Ecco perché i linguaggi apparentemente destrutturati degli sms o dei tweet alla fine sono per tutti noi così familiari e naturali, anche se non li usiamo quotidianamente. Anche il meno socialnetwork-informatizzato di noi capisce che ke è uguale a che, cmq sta per comunque (del resto abbiamo familiarità con i codici fiscali, no?), ma anche che il disegnino del cuore significa affetto e che l’icona 😦 indica tristezza. Allo stesso modo l’espressione beniiiissssiiiimooooo!!! consente di comprendere immediatamente l’atteggiamento positivo di chi la scrive. La parola di fatto si allunga, ma lo spazio occupato è sempre minore di quello che sarebbe necessario per esprimere lo stesso concetto con una perifrasi tradizionale.

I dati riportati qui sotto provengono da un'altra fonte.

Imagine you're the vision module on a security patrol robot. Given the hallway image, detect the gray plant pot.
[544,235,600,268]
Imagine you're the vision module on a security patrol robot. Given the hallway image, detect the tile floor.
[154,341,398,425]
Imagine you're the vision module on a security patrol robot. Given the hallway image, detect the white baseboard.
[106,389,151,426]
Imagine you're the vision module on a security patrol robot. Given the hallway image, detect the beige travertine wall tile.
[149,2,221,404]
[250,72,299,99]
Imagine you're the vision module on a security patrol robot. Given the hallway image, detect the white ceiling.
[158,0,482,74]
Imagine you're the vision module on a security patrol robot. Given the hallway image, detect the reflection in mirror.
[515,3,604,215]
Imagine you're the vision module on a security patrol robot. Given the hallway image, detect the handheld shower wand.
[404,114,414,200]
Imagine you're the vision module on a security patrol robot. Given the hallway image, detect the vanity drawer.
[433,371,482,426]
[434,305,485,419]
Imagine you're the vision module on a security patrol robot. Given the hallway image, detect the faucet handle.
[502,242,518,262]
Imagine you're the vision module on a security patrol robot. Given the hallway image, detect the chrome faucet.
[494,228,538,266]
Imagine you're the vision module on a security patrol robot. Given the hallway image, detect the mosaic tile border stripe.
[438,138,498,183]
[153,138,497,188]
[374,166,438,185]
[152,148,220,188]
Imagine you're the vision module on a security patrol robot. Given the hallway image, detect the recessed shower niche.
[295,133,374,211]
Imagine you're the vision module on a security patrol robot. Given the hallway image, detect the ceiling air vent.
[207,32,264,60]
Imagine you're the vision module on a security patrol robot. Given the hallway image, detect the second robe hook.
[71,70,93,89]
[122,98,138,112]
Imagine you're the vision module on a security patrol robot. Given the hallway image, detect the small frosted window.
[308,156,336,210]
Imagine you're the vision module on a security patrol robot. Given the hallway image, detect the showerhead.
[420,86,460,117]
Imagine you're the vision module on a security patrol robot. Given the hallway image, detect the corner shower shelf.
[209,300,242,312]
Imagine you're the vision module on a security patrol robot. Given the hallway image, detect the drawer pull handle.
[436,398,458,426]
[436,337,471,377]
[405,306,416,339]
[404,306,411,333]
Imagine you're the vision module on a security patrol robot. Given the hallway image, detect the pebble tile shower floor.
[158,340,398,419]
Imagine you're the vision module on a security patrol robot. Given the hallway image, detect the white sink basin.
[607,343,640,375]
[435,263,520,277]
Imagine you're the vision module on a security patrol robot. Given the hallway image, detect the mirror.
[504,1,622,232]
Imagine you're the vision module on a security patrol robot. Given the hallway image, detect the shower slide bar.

#scritturebrevi non esprime giudizi di valore, non parla di qualità della scrittura, ma osserva un fenomeno in evoluzione, perché la lingua è viva. È viva finché vive l’ultimo parlante e, dunque, la ragione fondamentale di questa vita, la sua essenza, è proprio il cambiamento, la possibilità di modificarsi. La lingua esiste perché l’uomo deve comunicare e cambia quando gli uomini che comunicano elaborano strategie diverse, sempre più efficaci nei rispettivi contesti. Come tutti i movimenti, anche quello della lingua nasce dalla perdita di un equilibrio e dalla successiva conquista di un equilibrio nuovo, fenomeno che può accadere solo se tutte le forze, quelle che innovano e quelle che conservano, svolgono la propria funzione. Ecco perché #scritturebrevi non distingue tra corretto e scorretto, ma tra  funzionante e non funzionante a livello comunicativo. E, così facendo, rende evidente un aspetto importante della nostra contemporaneità: nella concezione occidentale della scrittura iconicità e icasticità sono rimaste generalmente separate, ma oggi non è più così: iconico e icastico convivono nella nostra lingua. Dal marzo 2011, ad esempio, il cuore ❤ è entrato nell’Oxford English Dictionary.

L’ho già scritto da un’altra parte, ma mi piace ripeterlo: oggi siamo più ricchi, almeno qui.